ANKARA, TURKEY—Russia’s ambassador to Turkey, Andrei Karlov was shot and killed on Monday, December 19 at a well-known art exhibition in Cagdas Sanatlar Merkezi in Ankara, Turkey. The suspect responsible has been identified as Turkish policeman Mevlut Mert Altintas. The ambassador died of his injuries at Guven Hospital in Ankara. Moscow is calling the shooting a “terrorist act.”

The attack occurred the day before a potentially pivotal meeting between the Russian, Iranian, and Turkish foreign ministers. The meeting was meant to discuss the ongoing conflict in Syria. Prior to the shooting, days of protests ensued throughout Turkey over the role Russia has played in Syria, although Ankara and Moscow are now working on major evacuations in the besieged Syrian city of Aleppo.

Altintas, described as wearing a black suit and tie, was videoed during the attack. He is seen waving a pistol and shouting in Arabic, “God is great! Those who pledged allegiance to Muhammad for jihad. God is great!” He then shouted in Turkish, “Don’t forget Aleppo! Don’t forget Syria! Step back! Step back! Only death can take me from here.”

Hasim Kilic, a Turkish photographer and witness to the shooting indicated that Altintas fired seven shots at the ambassador, four while the ambassador stood and three after he fell to the ground, as the other witnesses and fellow exhibition guests, screamed and hid.

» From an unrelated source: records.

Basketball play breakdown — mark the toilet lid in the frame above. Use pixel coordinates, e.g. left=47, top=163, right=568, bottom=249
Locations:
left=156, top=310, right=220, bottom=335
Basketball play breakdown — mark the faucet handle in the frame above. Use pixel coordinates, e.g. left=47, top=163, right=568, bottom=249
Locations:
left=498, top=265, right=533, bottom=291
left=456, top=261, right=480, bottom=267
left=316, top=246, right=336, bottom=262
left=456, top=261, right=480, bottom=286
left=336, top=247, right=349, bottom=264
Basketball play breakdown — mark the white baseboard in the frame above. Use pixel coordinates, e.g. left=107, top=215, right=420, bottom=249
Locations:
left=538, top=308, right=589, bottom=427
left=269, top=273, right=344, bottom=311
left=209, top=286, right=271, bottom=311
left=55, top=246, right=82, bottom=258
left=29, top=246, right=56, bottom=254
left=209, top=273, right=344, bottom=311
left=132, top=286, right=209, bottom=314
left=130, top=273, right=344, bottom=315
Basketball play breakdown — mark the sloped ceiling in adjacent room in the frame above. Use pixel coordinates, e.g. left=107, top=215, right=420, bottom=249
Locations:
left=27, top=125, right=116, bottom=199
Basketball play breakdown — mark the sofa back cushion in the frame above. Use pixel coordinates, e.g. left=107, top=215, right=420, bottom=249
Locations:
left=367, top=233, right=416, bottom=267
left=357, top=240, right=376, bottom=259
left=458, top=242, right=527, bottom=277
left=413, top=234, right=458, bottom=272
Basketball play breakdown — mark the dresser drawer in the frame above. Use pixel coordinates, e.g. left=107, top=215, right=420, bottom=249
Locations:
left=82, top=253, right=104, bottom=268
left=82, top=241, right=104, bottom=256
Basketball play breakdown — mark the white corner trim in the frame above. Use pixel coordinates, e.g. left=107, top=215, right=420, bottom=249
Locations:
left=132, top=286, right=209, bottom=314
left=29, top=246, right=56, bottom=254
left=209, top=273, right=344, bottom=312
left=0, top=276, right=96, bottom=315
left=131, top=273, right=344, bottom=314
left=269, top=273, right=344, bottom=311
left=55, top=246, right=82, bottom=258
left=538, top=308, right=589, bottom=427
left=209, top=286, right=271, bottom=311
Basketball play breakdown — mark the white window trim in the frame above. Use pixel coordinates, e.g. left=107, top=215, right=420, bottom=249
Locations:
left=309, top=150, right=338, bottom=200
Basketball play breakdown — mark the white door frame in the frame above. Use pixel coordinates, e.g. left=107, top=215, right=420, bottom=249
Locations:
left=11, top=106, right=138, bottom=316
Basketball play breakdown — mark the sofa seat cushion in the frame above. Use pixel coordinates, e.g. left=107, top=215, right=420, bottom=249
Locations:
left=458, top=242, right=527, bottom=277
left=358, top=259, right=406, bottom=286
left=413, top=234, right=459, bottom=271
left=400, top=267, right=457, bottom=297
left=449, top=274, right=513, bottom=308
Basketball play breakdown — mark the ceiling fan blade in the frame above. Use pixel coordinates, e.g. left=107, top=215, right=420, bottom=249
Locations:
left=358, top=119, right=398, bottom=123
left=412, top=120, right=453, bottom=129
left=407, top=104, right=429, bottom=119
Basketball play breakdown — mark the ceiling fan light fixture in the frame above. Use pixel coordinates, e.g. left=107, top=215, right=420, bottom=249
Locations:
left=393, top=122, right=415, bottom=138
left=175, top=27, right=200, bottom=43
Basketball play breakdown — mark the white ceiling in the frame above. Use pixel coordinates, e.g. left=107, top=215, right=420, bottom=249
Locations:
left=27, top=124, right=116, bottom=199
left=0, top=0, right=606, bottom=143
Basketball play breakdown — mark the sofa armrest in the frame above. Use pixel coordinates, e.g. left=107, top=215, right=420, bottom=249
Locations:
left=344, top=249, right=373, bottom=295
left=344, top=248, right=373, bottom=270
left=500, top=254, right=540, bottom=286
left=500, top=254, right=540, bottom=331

Turkish officials said Altintas was killed after a shootout with Turkish Special Forces. Officials are still investigating the nature of the shooting to determine if the suspect is connected to the Islamic State or Syria’s affiliate to Al Qaeda.

The United States, despite recent grievances with Russia over the Syrian conflict, condemned the ambassador’s assassination. Secretary of State John Kerry called the incident a “despicable attack, which was also an assault on the right of all diplomats to safely and securely advance and represent their nations around the world.”

Condolences from Russia’s critics were offered. Secretary General Ban Ki-moon of the United Nations said he was “appalled by this senseless act of terror.”

“No justification for such a heinous act,” said Jens Stoltenberg, the secretary general of NATO via Twitter.

Just after the assassination, a group of protesters gathered outside the Russian Consulate in Istanbul. Two men laid flat on the road, covered with bloody sheets and with the Syrian flag. Lit candles surrounded the men. The display was meant to represent the Aleppo killings.

Syrian activist Mohammed al-Shibli, a display participant, said he “felt extreme happiness” when he heard of the assassination. “This is the first step in getting justice for the Syrian people. The ambassador is not innocent. He represents the foreign policy of his murderous state and thus he is a murderer, as well. Now we are waiting for revenge against everyone who shed blood in Syria.”